AAAI2026

Action-and-object Aware Alignment for Partially Relevant Video Retrieval

Chuanshen Chen, Kai Zhou, Zhiquan Wen, Zeng You, Yirui Li, Tianhang Xiang, Mingkui Tan

摘要

Partially Relevant Video Retrieval (PRVR) aims to retrieve untrimmed videos containing relevant moments for a given text query. This task is extremely challenging, as untrimmed videos often include numerous actions and objects unrelated to the query. However, existing methods usually struggle with fine-grained action-object modeling, limiting their retrieval performance. To tackle this challenge, we introduce Action-and-object Aware Alignment for Partially Relevant Video Retrieval (A3PRVR), a dual-branch framework designed to enhance retrieval by improving the modeling of action-object relationships. Specifically, we propose a Query-specific Deformable Temporal Attention (Q-DTA) module to effectively capture action-relevant object information in video features, while filtering out irrelevant content.

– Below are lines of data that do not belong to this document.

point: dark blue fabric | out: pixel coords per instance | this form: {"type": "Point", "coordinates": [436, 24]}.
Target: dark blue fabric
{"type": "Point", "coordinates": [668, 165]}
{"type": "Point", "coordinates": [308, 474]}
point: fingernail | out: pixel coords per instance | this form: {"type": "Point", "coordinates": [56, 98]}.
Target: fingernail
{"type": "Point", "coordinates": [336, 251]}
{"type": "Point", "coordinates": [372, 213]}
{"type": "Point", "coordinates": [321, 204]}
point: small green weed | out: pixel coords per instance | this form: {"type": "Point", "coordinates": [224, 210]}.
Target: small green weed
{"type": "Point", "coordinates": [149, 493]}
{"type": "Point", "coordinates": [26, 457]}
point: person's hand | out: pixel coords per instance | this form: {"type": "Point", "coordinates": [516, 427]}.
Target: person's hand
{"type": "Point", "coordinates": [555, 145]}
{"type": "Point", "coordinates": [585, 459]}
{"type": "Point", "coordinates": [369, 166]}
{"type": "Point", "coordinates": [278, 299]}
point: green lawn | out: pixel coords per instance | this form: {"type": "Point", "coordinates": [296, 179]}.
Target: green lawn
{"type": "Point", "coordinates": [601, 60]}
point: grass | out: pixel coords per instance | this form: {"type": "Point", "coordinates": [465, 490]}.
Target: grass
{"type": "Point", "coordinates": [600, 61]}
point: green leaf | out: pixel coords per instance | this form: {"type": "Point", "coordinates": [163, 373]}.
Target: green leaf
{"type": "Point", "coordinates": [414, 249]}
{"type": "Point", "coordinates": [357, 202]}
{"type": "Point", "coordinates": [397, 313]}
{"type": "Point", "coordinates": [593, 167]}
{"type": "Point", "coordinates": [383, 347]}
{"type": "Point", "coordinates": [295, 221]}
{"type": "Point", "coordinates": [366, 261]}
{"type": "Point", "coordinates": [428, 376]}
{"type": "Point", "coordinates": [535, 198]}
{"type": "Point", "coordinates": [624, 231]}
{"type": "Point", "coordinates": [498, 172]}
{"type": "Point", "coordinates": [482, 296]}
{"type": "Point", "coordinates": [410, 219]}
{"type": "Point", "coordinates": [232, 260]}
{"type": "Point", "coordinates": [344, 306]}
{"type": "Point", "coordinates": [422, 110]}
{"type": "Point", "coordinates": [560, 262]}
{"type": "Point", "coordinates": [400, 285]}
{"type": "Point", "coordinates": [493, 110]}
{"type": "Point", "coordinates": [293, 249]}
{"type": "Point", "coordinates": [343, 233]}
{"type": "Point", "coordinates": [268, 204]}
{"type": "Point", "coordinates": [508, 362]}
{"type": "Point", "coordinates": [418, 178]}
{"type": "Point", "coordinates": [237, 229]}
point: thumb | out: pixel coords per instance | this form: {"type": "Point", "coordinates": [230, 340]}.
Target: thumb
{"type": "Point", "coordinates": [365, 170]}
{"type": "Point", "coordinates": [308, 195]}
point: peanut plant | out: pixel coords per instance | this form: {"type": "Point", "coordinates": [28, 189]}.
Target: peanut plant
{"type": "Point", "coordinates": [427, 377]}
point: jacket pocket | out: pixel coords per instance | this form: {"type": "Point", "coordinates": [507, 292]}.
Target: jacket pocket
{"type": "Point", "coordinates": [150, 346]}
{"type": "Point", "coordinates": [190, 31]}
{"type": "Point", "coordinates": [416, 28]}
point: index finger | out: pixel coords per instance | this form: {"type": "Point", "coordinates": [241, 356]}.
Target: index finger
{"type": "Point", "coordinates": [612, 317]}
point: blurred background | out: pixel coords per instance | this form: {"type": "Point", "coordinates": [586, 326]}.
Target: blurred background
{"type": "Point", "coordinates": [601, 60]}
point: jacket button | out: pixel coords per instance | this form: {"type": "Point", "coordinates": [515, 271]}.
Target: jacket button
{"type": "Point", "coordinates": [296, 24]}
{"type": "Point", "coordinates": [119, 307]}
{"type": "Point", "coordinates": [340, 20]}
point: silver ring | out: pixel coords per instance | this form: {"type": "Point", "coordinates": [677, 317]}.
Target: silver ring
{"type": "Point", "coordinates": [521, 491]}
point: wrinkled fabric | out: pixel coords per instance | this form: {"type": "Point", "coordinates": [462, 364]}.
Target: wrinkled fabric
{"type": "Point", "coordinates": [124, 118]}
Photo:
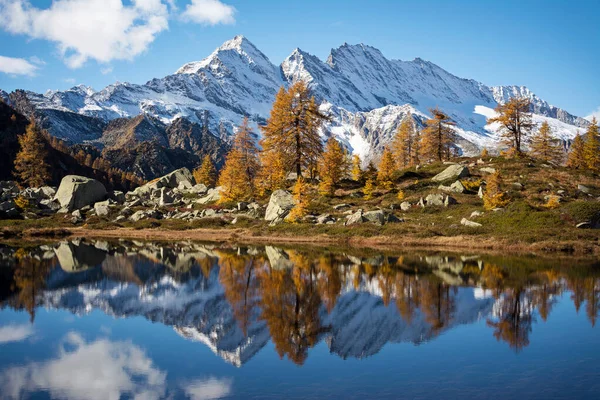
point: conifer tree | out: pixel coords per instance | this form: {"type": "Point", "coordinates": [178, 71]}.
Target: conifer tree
{"type": "Point", "coordinates": [302, 197]}
{"type": "Point", "coordinates": [387, 167]}
{"type": "Point", "coordinates": [241, 166]}
{"type": "Point", "coordinates": [576, 157]}
{"type": "Point", "coordinates": [494, 197]}
{"type": "Point", "coordinates": [544, 146]}
{"type": "Point", "coordinates": [438, 137]}
{"type": "Point", "coordinates": [357, 172]}
{"type": "Point", "coordinates": [591, 148]}
{"type": "Point", "coordinates": [293, 128]}
{"type": "Point", "coordinates": [206, 174]}
{"type": "Point", "coordinates": [405, 143]}
{"type": "Point", "coordinates": [31, 165]}
{"type": "Point", "coordinates": [514, 118]}
{"type": "Point", "coordinates": [333, 168]}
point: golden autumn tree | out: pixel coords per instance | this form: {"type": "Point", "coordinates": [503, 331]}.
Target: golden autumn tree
{"type": "Point", "coordinates": [405, 143]}
{"type": "Point", "coordinates": [31, 165]}
{"type": "Point", "coordinates": [206, 174]}
{"type": "Point", "coordinates": [387, 167]}
{"type": "Point", "coordinates": [293, 128]}
{"type": "Point", "coordinates": [438, 137]}
{"type": "Point", "coordinates": [514, 118]}
{"type": "Point", "coordinates": [576, 156]}
{"type": "Point", "coordinates": [302, 197]}
{"type": "Point", "coordinates": [357, 172]}
{"type": "Point", "coordinates": [494, 197]}
{"type": "Point", "coordinates": [241, 166]}
{"type": "Point", "coordinates": [591, 148]}
{"type": "Point", "coordinates": [544, 146]}
{"type": "Point", "coordinates": [333, 167]}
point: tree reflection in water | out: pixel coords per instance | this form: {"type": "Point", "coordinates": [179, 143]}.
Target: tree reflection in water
{"type": "Point", "coordinates": [294, 291]}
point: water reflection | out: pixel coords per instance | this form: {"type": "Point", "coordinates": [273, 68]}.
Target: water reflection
{"type": "Point", "coordinates": [235, 299]}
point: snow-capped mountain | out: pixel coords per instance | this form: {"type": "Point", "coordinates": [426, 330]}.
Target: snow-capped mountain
{"type": "Point", "coordinates": [366, 93]}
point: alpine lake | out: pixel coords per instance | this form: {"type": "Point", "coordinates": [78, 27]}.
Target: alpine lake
{"type": "Point", "coordinates": [94, 319]}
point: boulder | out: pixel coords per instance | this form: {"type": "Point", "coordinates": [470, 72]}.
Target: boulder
{"type": "Point", "coordinates": [76, 192]}
{"type": "Point", "coordinates": [280, 205]}
{"type": "Point", "coordinates": [212, 196]}
{"type": "Point", "coordinates": [356, 218]}
{"type": "Point", "coordinates": [434, 200]}
{"type": "Point", "coordinates": [455, 171]}
{"type": "Point", "coordinates": [102, 208]}
{"type": "Point", "coordinates": [470, 224]}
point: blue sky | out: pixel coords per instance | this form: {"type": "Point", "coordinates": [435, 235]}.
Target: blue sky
{"type": "Point", "coordinates": [551, 46]}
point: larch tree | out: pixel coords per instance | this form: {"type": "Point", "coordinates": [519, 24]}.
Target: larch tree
{"type": "Point", "coordinates": [438, 136]}
{"type": "Point", "coordinates": [514, 118]}
{"type": "Point", "coordinates": [405, 143]}
{"type": "Point", "coordinates": [293, 128]}
{"type": "Point", "coordinates": [546, 147]}
{"type": "Point", "coordinates": [357, 172]}
{"type": "Point", "coordinates": [576, 157]}
{"type": "Point", "coordinates": [387, 167]}
{"type": "Point", "coordinates": [31, 165]}
{"type": "Point", "coordinates": [206, 174]}
{"type": "Point", "coordinates": [333, 167]}
{"type": "Point", "coordinates": [241, 166]}
{"type": "Point", "coordinates": [591, 148]}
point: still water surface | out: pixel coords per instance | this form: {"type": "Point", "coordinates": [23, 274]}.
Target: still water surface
{"type": "Point", "coordinates": [98, 320]}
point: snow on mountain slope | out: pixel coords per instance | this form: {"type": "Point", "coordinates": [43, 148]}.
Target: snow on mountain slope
{"type": "Point", "coordinates": [367, 94]}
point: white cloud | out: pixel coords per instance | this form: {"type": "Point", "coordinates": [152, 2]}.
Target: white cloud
{"type": "Point", "coordinates": [17, 66]}
{"type": "Point", "coordinates": [15, 333]}
{"type": "Point", "coordinates": [97, 370]}
{"type": "Point", "coordinates": [209, 12]}
{"type": "Point", "coordinates": [208, 389]}
{"type": "Point", "coordinates": [594, 114]}
{"type": "Point", "coordinates": [101, 30]}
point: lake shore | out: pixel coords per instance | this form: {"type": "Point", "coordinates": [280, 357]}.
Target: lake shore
{"type": "Point", "coordinates": [249, 236]}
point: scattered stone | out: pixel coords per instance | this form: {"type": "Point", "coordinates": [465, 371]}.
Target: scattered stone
{"type": "Point", "coordinates": [78, 191]}
{"type": "Point", "coordinates": [280, 205]}
{"type": "Point", "coordinates": [452, 172]}
{"type": "Point", "coordinates": [471, 224]}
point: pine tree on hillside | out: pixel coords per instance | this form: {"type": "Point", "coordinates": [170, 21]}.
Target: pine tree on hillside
{"type": "Point", "coordinates": [357, 172]}
{"type": "Point", "coordinates": [31, 166]}
{"type": "Point", "coordinates": [591, 149]}
{"type": "Point", "coordinates": [206, 174]}
{"type": "Point", "coordinates": [545, 147]}
{"type": "Point", "coordinates": [438, 137]}
{"type": "Point", "coordinates": [576, 157]}
{"type": "Point", "coordinates": [293, 128]}
{"type": "Point", "coordinates": [241, 166]}
{"type": "Point", "coordinates": [387, 167]}
{"type": "Point", "coordinates": [333, 167]}
{"type": "Point", "coordinates": [404, 144]}
{"type": "Point", "coordinates": [514, 118]}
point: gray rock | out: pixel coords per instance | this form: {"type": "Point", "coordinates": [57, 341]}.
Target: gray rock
{"type": "Point", "coordinates": [471, 224]}
{"type": "Point", "coordinates": [356, 218]}
{"type": "Point", "coordinates": [101, 208]}
{"type": "Point", "coordinates": [377, 217]}
{"type": "Point", "coordinates": [434, 199]}
{"type": "Point", "coordinates": [488, 170]}
{"type": "Point", "coordinates": [280, 205]}
{"type": "Point", "coordinates": [405, 206]}
{"type": "Point", "coordinates": [213, 195]}
{"type": "Point", "coordinates": [458, 187]}
{"type": "Point", "coordinates": [452, 172]}
{"type": "Point", "coordinates": [78, 191]}
{"type": "Point", "coordinates": [449, 201]}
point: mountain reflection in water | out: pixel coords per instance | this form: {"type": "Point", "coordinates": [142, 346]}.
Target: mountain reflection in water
{"type": "Point", "coordinates": [236, 299]}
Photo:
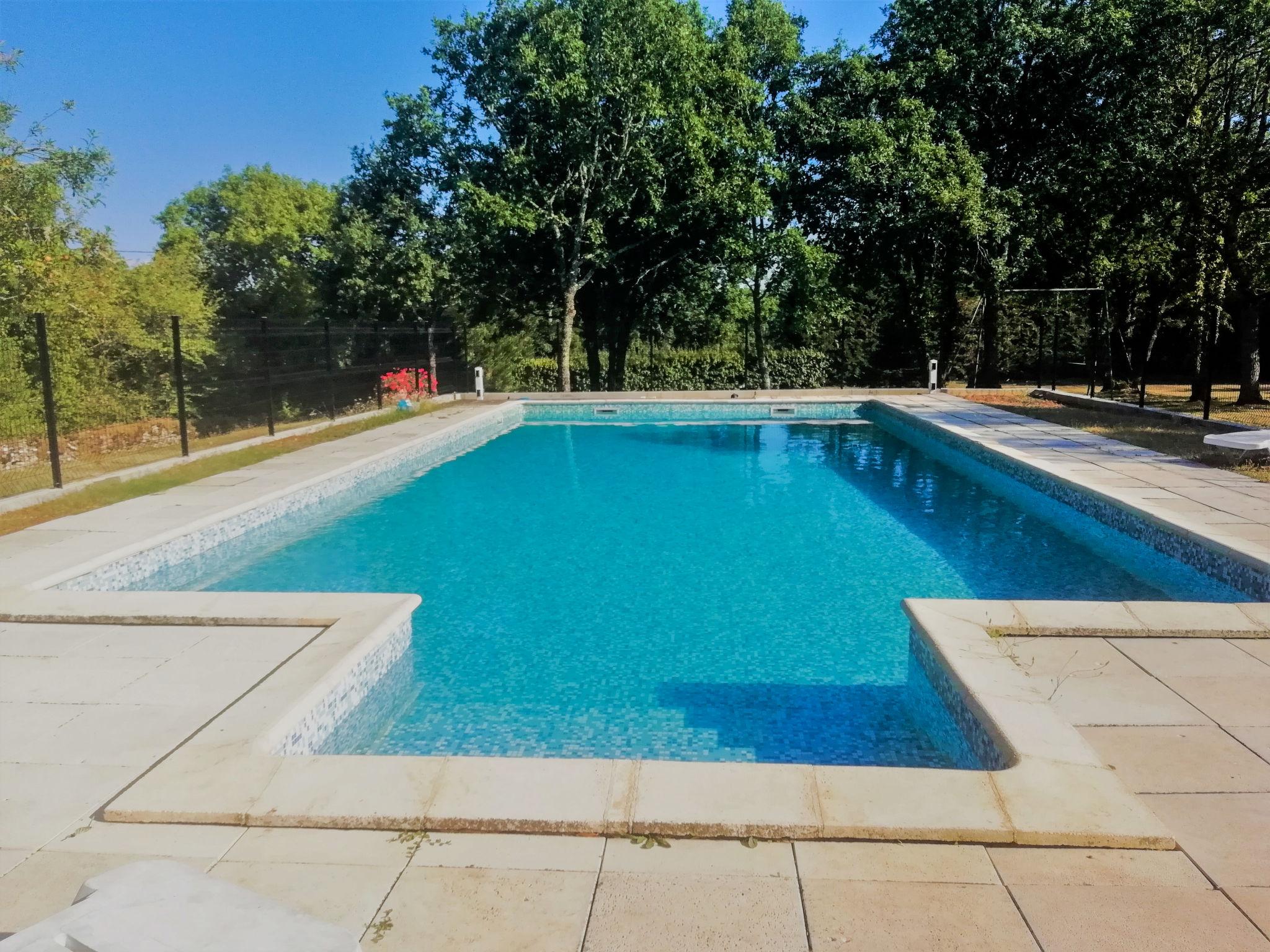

Additionally, we propose an action-and-object aware alignment module to enable fine-grained textual understanding and video-text alignment. It uses action- and object-aware contrastive losses to enhance the model's sensitivity to action-object distinctions in the text query. Compared to state-of-the-art methods, A3PRVR achieves an average relative gain of 6.5% in SumR across the Charades-STA, ActivityNet-Caption, and TVR datasets.